How to identify patients who need very early initiation of norepinephrine?
The latest version of the Surviving Sepsis Campaign (SSC) guidelines suggested that vasopressors should be administered only after the initial fluid resuscitation (30 mL/kg of crystalloids within the first 3 h) (3). The updated publication of the SSC bundles proposed a new 1-hour bundle (4), indicating that vasopressors are recommended if the patient is hypotensive during or after fluid resuscitation to keep MAP ≥65 mmHg. Although this last recommendation (4) is a significant advance as compared to the SSC guidelines (3), it remains unclear and does not provide clinicians with clues to identify patients who need NE urgently. Sepsis is not a disease but a syndrome covering various host responses to infection. In addition, the location of the infection also contributes to differences in pathophysiologic and clinical patterns. For example, sepsis of abdominal origin is more often associated with profound hypovolemia than sepsis of lung origin. In some patients, hypovolemia is the predominant mechanism responsible for the hemodynamic failure, in some others vascular tone depression or myocardial depression are the predominant mechanisms. As there is no unique hemodynamic pattern, the therapeutic approach must be personalized. Clearly, NE should be administered when the vascular tone depression is judged to contribute significantly to hypotension. The DAP could be used for that purpose as it reflects the vascular tone (38). Thus, a low DAP is mainly due to depressed vascular tone (20,38). Since tachycardia elevates DAP due to the short diastolic time, a low value of DAP (e.g., <40 mmHg) is strongly suggestive of a markedly depressed arterial tone and should prompt initiation of NE urgently. This was clearly indicated in the 2012 version of the SSC guidelines (39) but disappeared inexplicably in the last version (3).

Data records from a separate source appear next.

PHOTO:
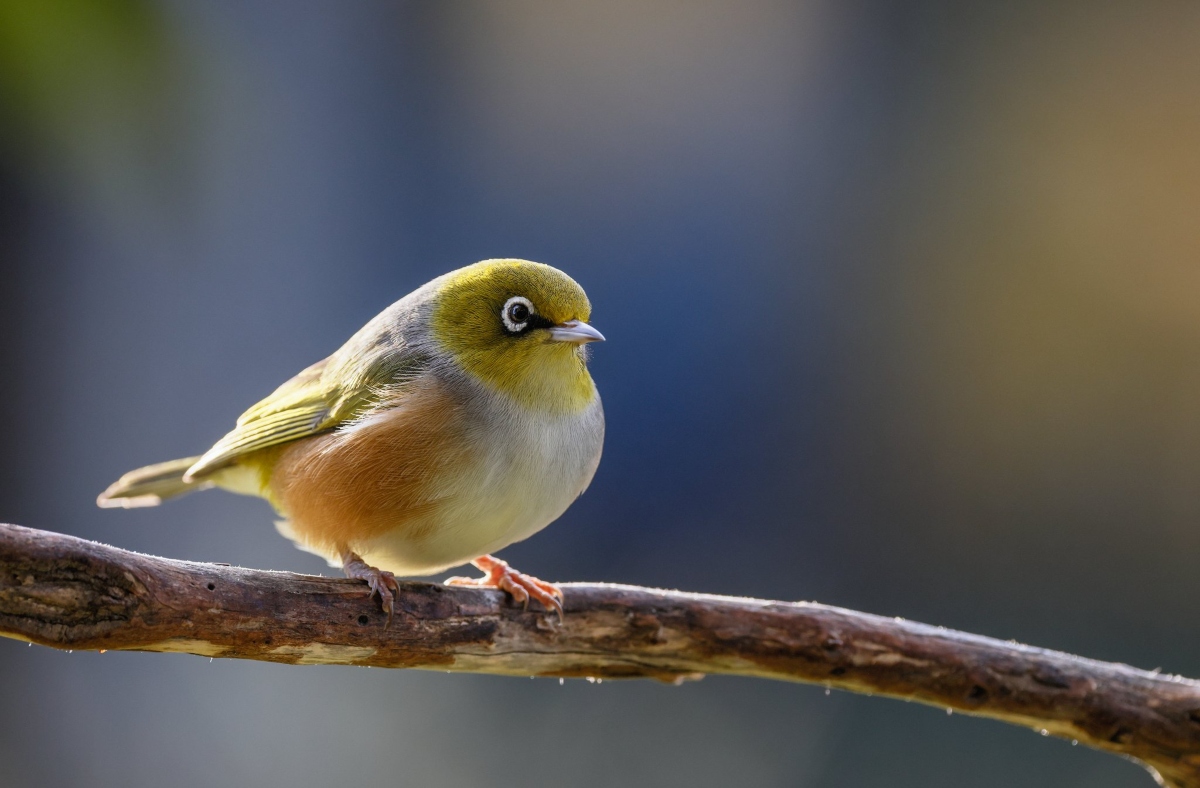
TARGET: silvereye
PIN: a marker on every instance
(460, 420)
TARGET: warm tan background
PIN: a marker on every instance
(904, 314)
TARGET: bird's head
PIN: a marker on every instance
(520, 328)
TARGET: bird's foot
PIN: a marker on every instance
(522, 587)
(383, 584)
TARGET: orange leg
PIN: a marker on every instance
(383, 584)
(522, 587)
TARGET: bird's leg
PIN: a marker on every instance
(383, 584)
(522, 587)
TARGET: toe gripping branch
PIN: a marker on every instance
(521, 587)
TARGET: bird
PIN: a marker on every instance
(457, 421)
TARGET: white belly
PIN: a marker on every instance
(528, 469)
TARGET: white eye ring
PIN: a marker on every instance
(515, 305)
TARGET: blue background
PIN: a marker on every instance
(901, 316)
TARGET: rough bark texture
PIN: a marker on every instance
(67, 593)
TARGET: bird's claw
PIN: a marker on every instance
(521, 587)
(382, 584)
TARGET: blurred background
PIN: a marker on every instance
(901, 304)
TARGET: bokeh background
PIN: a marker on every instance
(903, 314)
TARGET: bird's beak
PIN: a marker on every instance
(575, 331)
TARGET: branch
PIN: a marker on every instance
(67, 593)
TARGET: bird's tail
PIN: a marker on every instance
(151, 485)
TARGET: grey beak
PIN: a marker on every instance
(576, 332)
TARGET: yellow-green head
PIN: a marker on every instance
(519, 328)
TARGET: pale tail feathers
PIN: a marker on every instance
(151, 485)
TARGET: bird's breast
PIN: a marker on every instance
(438, 476)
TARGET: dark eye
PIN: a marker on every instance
(516, 313)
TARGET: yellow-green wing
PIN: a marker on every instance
(318, 399)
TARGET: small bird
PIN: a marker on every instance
(460, 420)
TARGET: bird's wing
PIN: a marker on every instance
(325, 395)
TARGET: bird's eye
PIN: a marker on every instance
(516, 313)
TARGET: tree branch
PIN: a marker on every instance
(67, 593)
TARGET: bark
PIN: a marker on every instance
(69, 593)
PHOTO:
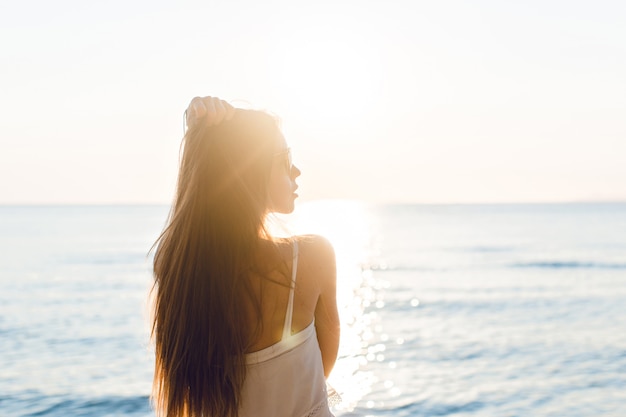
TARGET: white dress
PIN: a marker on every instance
(287, 378)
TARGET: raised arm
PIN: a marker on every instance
(208, 110)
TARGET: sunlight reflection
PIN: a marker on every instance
(348, 225)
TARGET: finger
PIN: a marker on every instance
(230, 110)
(220, 111)
(195, 111)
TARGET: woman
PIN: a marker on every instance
(244, 324)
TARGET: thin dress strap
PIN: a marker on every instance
(289, 313)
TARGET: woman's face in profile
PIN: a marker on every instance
(282, 184)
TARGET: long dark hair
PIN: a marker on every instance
(202, 262)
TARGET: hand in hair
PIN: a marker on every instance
(208, 110)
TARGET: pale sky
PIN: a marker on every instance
(382, 101)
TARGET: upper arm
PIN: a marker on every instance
(326, 313)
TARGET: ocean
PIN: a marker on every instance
(447, 310)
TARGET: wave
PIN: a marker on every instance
(569, 265)
(35, 404)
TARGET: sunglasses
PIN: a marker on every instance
(286, 159)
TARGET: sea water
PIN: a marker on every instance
(449, 310)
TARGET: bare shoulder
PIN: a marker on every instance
(317, 259)
(316, 247)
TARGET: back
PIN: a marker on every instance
(287, 378)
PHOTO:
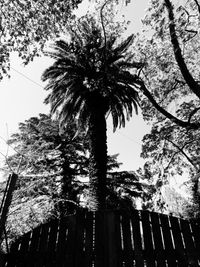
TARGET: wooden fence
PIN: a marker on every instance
(109, 239)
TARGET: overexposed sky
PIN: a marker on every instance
(22, 96)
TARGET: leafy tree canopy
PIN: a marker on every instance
(170, 97)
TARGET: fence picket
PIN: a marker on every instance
(137, 239)
(189, 244)
(196, 235)
(168, 241)
(178, 242)
(148, 243)
(157, 237)
(89, 247)
(109, 239)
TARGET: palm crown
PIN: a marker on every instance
(89, 80)
(86, 69)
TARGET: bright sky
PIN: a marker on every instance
(22, 96)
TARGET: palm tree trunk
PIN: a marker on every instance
(98, 159)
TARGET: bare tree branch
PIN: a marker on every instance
(184, 124)
(184, 154)
(193, 85)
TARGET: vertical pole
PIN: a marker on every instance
(7, 198)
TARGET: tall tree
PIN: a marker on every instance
(170, 91)
(90, 79)
(43, 152)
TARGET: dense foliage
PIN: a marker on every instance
(89, 80)
(170, 98)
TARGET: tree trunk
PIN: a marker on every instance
(98, 157)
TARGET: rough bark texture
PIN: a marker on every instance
(98, 155)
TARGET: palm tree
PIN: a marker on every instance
(89, 80)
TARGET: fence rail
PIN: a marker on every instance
(109, 239)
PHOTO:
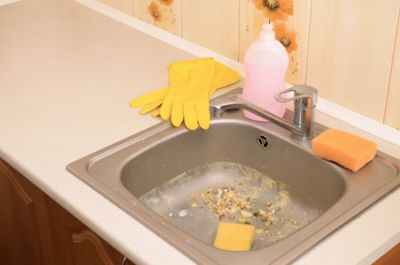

Early administration of NE during septic shock may benefit to patients by several ways: an increase in cardiac output due to increases in cardiac preload and contractility, an improvement in microcirculation and a limitation of fluid overload. In addition, there are recent data suggesting that early administration of NE may improve outcome. A low DAP—as a marker of depressed vascular tone—can simply identify septic patients that need NE urgently.
Conflicts of Interest: The authors have no conflicts of interest to declare.
Ethical Statement: The authors are accountable for all aspects of the work in ensuring that questions related to the accuracy or integrity of any part of the work are appropriately investigated and resolved.